Everything here happens on the surface.
A guy with a battered copy of Slaughterhouse Five sticking out of his back pocket photographs squirrels with the utmost seriousness and I watch him. He’s a photography student doing some kind of exposé on nature thriving in (in spite of?) the urban environment. Or he’s one of those Facebook photographers about to edit the fuck out of those squirrels before posting them in an album called “visions.” Both seem likely.
Next week I see the squirrels scattered on the chipped walls of an independent bookstore in matte naked copies.
I buy one, hoping they’re his.
Trash everywhere, usually. Giant garbage bags punctured and pulled apart by curiosity or hunger spill their colorful insides onto the ashy street, filmy and loose like deflated black lungs. Dirty punks in old boots rummage through them, frowning as they retrieve forgotten things.
I can’t imagine why anyone would buy furniture in a place like this.
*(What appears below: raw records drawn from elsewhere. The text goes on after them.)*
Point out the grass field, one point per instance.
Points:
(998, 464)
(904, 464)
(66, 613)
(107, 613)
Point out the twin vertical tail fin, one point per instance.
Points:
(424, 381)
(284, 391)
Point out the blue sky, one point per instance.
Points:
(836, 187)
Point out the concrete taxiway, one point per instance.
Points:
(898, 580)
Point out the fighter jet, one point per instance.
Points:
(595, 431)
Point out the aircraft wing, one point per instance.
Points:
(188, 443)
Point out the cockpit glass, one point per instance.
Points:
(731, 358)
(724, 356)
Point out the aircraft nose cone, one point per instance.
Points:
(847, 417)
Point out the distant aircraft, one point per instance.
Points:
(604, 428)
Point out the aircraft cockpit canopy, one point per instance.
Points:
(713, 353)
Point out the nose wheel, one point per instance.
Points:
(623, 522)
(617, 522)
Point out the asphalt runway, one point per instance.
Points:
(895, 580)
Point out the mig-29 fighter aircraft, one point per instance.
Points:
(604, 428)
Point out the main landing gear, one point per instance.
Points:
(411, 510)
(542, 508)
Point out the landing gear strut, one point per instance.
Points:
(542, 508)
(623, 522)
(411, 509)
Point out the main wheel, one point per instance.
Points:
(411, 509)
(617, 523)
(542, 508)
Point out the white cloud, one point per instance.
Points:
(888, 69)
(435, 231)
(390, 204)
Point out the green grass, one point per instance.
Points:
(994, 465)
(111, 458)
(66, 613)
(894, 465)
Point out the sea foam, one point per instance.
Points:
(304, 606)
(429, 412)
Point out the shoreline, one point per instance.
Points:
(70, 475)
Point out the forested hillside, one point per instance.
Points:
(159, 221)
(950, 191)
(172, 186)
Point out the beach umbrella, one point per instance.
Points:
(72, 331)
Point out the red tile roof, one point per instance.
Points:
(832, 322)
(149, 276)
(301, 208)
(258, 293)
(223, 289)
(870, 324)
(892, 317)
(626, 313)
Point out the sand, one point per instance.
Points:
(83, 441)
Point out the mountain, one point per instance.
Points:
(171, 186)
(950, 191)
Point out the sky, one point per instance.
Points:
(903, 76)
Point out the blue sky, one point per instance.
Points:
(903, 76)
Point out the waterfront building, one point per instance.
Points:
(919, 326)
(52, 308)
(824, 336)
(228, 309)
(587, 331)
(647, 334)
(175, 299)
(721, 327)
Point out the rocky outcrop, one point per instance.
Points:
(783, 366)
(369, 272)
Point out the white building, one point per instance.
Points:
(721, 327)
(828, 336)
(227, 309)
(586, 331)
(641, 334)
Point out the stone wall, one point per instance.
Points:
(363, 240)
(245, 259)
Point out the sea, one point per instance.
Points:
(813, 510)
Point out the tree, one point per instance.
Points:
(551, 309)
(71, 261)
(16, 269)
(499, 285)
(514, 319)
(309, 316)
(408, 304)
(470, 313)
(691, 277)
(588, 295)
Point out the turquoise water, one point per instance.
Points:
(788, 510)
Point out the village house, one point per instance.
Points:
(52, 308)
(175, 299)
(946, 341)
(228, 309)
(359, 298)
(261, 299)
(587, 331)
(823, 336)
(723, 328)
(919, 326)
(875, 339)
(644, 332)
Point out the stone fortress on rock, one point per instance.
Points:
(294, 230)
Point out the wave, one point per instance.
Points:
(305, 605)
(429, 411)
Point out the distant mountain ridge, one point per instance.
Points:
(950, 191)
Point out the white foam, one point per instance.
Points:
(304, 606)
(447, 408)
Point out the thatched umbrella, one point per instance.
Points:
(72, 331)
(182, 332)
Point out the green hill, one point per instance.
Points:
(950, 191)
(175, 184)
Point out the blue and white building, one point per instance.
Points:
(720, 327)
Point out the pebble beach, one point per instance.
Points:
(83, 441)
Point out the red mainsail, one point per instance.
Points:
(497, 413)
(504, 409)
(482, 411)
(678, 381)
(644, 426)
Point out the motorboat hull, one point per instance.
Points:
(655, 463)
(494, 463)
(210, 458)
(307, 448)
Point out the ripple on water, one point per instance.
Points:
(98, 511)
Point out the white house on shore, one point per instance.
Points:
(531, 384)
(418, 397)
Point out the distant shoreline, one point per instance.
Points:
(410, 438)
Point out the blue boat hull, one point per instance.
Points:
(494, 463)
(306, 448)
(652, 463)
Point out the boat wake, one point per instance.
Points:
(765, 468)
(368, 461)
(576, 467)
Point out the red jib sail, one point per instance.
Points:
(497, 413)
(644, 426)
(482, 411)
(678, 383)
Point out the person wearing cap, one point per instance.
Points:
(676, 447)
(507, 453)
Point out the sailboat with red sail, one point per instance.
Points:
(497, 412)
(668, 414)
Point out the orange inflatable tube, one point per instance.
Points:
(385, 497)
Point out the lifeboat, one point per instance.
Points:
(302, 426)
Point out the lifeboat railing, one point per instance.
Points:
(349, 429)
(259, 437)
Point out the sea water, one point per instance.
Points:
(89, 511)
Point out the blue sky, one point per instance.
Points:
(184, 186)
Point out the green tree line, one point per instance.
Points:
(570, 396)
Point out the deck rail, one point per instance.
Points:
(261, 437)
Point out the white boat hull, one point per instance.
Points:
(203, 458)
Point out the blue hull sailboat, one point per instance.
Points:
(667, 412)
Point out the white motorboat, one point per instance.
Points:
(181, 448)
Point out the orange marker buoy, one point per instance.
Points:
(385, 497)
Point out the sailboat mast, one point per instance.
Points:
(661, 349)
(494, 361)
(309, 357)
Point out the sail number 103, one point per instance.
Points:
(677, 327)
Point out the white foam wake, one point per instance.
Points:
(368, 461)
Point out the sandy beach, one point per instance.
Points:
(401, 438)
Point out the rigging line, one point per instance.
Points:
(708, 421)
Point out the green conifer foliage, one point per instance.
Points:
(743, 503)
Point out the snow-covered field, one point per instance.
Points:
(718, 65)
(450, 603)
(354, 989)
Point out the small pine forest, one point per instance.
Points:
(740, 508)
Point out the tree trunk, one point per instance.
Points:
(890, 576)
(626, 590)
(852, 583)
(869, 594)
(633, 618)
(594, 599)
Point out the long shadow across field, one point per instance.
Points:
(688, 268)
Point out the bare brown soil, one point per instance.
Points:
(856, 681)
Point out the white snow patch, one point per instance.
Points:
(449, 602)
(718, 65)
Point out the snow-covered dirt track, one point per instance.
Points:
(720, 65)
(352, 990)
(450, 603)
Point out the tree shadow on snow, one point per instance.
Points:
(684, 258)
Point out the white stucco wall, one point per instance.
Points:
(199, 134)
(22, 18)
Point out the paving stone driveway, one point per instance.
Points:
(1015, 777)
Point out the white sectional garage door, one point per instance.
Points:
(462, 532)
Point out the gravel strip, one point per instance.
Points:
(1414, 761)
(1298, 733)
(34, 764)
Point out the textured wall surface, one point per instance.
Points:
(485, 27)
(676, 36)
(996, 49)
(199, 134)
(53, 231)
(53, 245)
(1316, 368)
The fire escapes are dusted powdery orange with rust, mottled light and dark like saffron pollen on skin. They look almost decorative, like fuzzy latticework. I wonder how they would hold up in the event of a fire.
Two girls stand close together in front of a building, their faces half hidden by shadow. One of them is wearing a pastel dress and vanilla perfume and the other is dressed in denim and flannel, smelling like laundry and work. The flannel girl leans in for a kiss. The vanilla girl instantly throws her arms around her neck and accidentally drops her fake Chanel handbag into a puddle on the ground.
A homeless man is asking me for money. I don’t know what to say because I don’t carry cash and I’m struggling to pay the rent, but I feel stupid explaining this to him and so pass by soundlessly like everyone else, wondering if they also feel guilty.
He yells obscenities at me all the way down the street.
Sometimes it’s better not to talk. Sometimes you make yourself unapproachable, your face poisonous and your features defensive, and no one will bother with you because your body is a closed door. But there are also those who see this type of hardness as a come-on – the more you make it clear you don’t want to be touched, the more they want to. It’s a game.
Nevertheless, I’m more afraid to be vulnerable than provocative.
I think about the suburban nowhere I grew up and feel a disgusted nostalgia for it, its syrupy heat and busted strip malls, the bleached glittery cheerleaders at school, discount Abercrombie & Fitch clothes and the occasional meth labs and the suicides everyone ignored. Bored eighth graders smoking in parking lots. Gray air-conditioned bookstores selling fifteen variations of the Bible and not one useful thing.
Here everything happens. Humanity confronts you every day without a break. Humanity climbs on top of you, slaps you awake and drops pigeon shit in your coffee. It dissolves your membrane until you’re tired of guessing. Everything happens, every roiling atom of it spinning in its own orbit.